I love his smile. I love his laugh. I love his curious personality and sense of adventure. I love that he sits on my lap and reads the books that I fell in love with as a child, probably just to humor me. I love when he looks at me, with his super long lashes, and says, “Please, Mommy?” I love his luscious little lips that he seldom uses to give me kisses that haven’t been begged for. I love that when he hears a thud that he is not responsible for, that he comes running and yells, “Are you okay, Mommy?”…His genuine love and concern for others amazes me every day.

He brings more joy to Bryan and I then could ever be imagined. I don’t think that there is anything that can prepare you to be a parent. There are so many challenges along the way (and he is only 2, we haven’t even hit the worst of it yet!), but the reward of watching him grow, learn, and explore each day is something that I am thankful for, beyond measure.
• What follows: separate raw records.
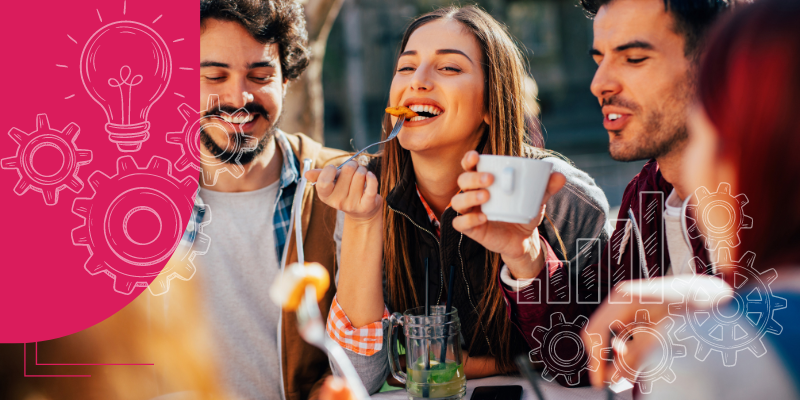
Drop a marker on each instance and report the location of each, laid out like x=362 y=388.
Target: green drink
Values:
x=443 y=381
x=434 y=363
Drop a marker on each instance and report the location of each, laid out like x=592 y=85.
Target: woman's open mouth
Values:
x=424 y=112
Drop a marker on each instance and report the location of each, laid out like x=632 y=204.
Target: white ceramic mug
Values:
x=518 y=188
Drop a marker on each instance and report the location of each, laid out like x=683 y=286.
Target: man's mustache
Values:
x=253 y=108
x=620 y=102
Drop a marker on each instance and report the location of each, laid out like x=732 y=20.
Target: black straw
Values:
x=427 y=362
x=427 y=312
x=447 y=310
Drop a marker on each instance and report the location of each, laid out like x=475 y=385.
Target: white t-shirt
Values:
x=235 y=276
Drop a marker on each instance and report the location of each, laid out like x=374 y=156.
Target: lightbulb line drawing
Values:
x=138 y=55
x=125 y=67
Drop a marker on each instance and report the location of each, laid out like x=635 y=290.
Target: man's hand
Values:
x=629 y=297
x=518 y=244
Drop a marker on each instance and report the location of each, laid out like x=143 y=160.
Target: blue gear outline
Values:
x=725 y=328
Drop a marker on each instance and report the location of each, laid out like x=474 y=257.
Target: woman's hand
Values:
x=335 y=388
x=355 y=191
x=518 y=244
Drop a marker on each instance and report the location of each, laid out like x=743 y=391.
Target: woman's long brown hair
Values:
x=510 y=133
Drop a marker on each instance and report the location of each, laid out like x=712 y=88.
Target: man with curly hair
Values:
x=250 y=51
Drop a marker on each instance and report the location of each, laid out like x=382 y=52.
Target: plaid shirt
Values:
x=368 y=339
x=290 y=175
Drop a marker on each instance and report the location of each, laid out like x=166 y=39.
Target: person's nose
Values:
x=421 y=81
x=235 y=93
x=605 y=83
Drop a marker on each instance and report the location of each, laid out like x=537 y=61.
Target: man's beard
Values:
x=663 y=129
x=241 y=154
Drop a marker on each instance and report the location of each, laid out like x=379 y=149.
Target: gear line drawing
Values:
x=557 y=363
x=669 y=350
x=25 y=161
x=708 y=209
x=730 y=329
x=130 y=256
x=181 y=264
x=189 y=140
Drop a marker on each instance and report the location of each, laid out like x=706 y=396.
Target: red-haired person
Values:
x=745 y=133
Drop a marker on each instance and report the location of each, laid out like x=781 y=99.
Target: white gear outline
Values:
x=45 y=136
x=712 y=328
x=188 y=139
x=722 y=198
x=185 y=254
x=554 y=364
x=105 y=214
x=670 y=350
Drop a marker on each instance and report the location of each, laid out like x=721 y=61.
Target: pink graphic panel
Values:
x=93 y=206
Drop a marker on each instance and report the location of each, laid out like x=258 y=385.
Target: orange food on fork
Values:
x=401 y=110
x=290 y=287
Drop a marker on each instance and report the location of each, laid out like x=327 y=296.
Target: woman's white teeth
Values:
x=238 y=118
x=424 y=108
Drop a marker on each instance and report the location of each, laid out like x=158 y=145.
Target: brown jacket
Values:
x=304 y=367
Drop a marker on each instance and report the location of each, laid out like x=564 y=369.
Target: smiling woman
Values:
x=462 y=73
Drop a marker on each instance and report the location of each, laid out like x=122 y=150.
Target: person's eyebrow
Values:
x=261 y=64
x=636 y=44
x=213 y=64
x=440 y=51
x=453 y=51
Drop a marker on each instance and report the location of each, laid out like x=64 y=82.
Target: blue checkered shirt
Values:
x=290 y=175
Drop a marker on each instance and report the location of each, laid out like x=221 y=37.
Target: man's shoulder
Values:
x=649 y=179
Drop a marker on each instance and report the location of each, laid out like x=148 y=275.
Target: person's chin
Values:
x=416 y=141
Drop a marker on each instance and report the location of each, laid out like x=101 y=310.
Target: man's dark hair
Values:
x=268 y=21
x=692 y=19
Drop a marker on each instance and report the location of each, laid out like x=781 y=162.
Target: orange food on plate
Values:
x=401 y=110
x=290 y=287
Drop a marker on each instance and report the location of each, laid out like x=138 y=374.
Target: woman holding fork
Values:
x=419 y=201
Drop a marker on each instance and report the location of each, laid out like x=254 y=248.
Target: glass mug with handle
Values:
x=434 y=363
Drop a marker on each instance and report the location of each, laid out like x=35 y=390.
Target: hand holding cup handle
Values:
x=501 y=205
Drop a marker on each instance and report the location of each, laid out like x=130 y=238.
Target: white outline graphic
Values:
x=546 y=353
x=722 y=331
x=734 y=206
x=181 y=265
x=189 y=140
x=127 y=135
x=24 y=161
x=670 y=350
x=112 y=250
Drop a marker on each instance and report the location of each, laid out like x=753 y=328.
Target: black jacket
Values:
x=577 y=212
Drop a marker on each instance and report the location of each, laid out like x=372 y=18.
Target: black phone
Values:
x=497 y=393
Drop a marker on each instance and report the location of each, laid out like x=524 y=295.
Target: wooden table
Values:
x=551 y=390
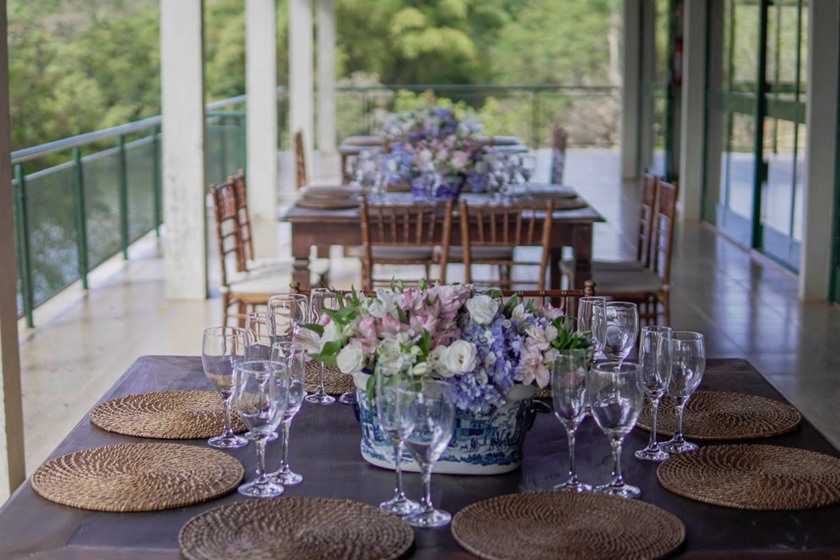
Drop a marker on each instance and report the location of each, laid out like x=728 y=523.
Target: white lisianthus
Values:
x=460 y=357
x=482 y=309
x=350 y=359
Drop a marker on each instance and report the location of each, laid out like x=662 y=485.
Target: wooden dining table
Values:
x=322 y=228
x=324 y=448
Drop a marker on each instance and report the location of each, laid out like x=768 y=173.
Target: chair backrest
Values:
x=516 y=225
x=245 y=233
x=407 y=226
x=665 y=211
x=301 y=179
x=231 y=255
x=558 y=156
x=649 y=186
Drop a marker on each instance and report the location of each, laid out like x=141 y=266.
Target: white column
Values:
x=182 y=108
x=326 y=79
x=261 y=77
x=12 y=468
x=821 y=151
x=301 y=75
x=693 y=109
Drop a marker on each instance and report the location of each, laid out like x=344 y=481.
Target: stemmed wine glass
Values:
x=655 y=362
x=321 y=299
x=592 y=320
x=622 y=329
x=294 y=359
x=261 y=394
x=428 y=408
x=568 y=391
x=688 y=362
x=221 y=349
x=615 y=401
x=395 y=427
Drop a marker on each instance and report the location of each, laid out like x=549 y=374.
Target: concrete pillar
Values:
x=12 y=468
x=326 y=79
x=301 y=75
x=820 y=163
x=182 y=108
x=261 y=86
x=693 y=109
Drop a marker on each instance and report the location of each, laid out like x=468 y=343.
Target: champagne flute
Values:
x=622 y=329
x=395 y=428
x=616 y=401
x=321 y=299
x=655 y=362
x=261 y=394
x=688 y=362
x=221 y=349
x=568 y=391
x=592 y=320
x=428 y=407
x=295 y=361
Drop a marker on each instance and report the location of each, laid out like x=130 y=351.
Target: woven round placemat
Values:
x=295 y=527
x=759 y=477
x=145 y=476
x=165 y=415
x=335 y=382
x=565 y=525
x=724 y=416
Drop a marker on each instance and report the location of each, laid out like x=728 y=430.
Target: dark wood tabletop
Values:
x=325 y=450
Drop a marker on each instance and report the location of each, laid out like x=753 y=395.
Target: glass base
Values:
x=264 y=489
x=401 y=506
x=348 y=398
x=434 y=518
x=620 y=490
x=227 y=442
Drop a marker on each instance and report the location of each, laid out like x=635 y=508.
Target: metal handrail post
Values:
x=24 y=249
x=122 y=176
x=81 y=222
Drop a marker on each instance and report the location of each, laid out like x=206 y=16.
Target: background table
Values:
x=325 y=449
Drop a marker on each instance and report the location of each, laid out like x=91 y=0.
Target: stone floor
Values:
x=746 y=306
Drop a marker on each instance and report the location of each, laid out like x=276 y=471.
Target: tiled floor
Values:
x=746 y=306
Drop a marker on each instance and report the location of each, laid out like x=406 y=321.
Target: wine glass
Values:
x=321 y=300
x=615 y=401
x=622 y=329
x=295 y=360
x=286 y=312
x=568 y=391
x=261 y=394
x=395 y=428
x=592 y=320
x=655 y=362
x=688 y=362
x=428 y=407
x=221 y=349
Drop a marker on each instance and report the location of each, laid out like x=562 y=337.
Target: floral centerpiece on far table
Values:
x=432 y=149
x=493 y=353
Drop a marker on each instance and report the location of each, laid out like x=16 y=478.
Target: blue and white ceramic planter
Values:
x=482 y=444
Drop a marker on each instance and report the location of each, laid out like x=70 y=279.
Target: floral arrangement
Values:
x=481 y=345
x=430 y=140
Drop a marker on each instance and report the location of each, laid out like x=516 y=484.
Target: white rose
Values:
x=460 y=357
x=350 y=359
x=482 y=309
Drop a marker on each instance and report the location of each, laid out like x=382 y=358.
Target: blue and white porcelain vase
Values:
x=484 y=444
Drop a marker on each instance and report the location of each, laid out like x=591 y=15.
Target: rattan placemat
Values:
x=760 y=477
x=145 y=476
x=335 y=382
x=295 y=527
x=565 y=525
x=725 y=416
x=165 y=415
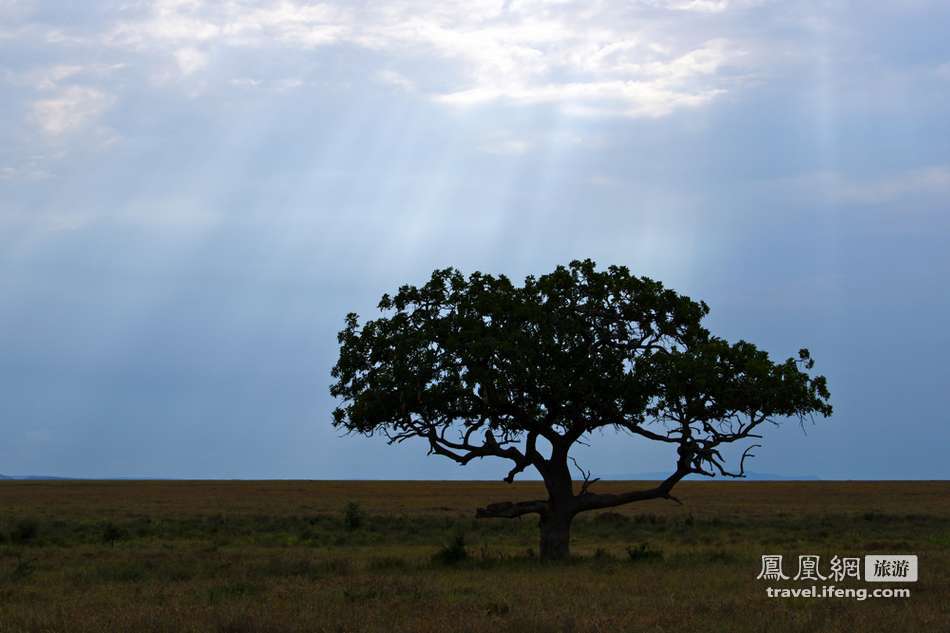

This evening, J seemed a little bit upset before bedtime. I still have no idea what was bothering him, but he seemed to need some extra attention. We read him his Bible story and another book. He seemed like he was going to go right to sleep, but screams soon were being echoed in the hallway after we had gone downstairs…I am all about letting kids “cry it out”, but this didn’t seem like that kind of night. I think J needed some extra reassurance that he could count on his parents to be there for him.

So I went upstairs again. Sigh.

When I went upstairs, I felt terrible that I had sighed. He just needed extra hugs and kisses, and someone to tell him it would be alright. He was so sweet…I am sure my pregnant belly was in his way, but he turned and clung to me for dear life. He was afraid that I would leave him again, so when I laid down next to him, he took his little arm and wrapped it around my neck and shoulder. Froggy in one arm and Mommy in the other. If I so much as moved, he grabbed me tighter to ensure that I would stay put.

I pray often for my little one, but tonight, while he held me, I felt the need to pray over him then and there. I cried quietly and prayed over this little man that the Lord has blessed me with. Not just that he would fall asleep, but that he would grow to be a man of God. A man of God that loved his family and would be an example of Christ to those he encountered. I prayed that he would come to know Christ at a young age. And then I took some time to pray for myself.

I feel so inadequate to do the job that I have before me this coming year. Bryan and J are two peas in a pod, and the thought of deployment seems a bit unbearable to think about right now…Maybe my hormones are getting the best of me…I want to be the best mother that I can be for J, and that was my prayer this evening. I prayed that the Lord would grant me the strength to be a rock for J, while his Daddy is doing an important job overseas. I prayed that I, too, would be an example of Christ to both J and his new sibling. And more than that, I prayed that I would please the Lord in doing so.

Our children need prayer and it is our responsibility as parents to offer petitions to the Lord for them. But don’t neglect that parents need prayer too. Parenting is a job that shouldn’t be done without the help of the Lord. Don’t for a second think that you can do it without Him; because that is the moment you have failed both the Lord and your children.

I still don’t feel ready, but maybe that is a good place to be…I only have God to rely on, and there is no better support than that.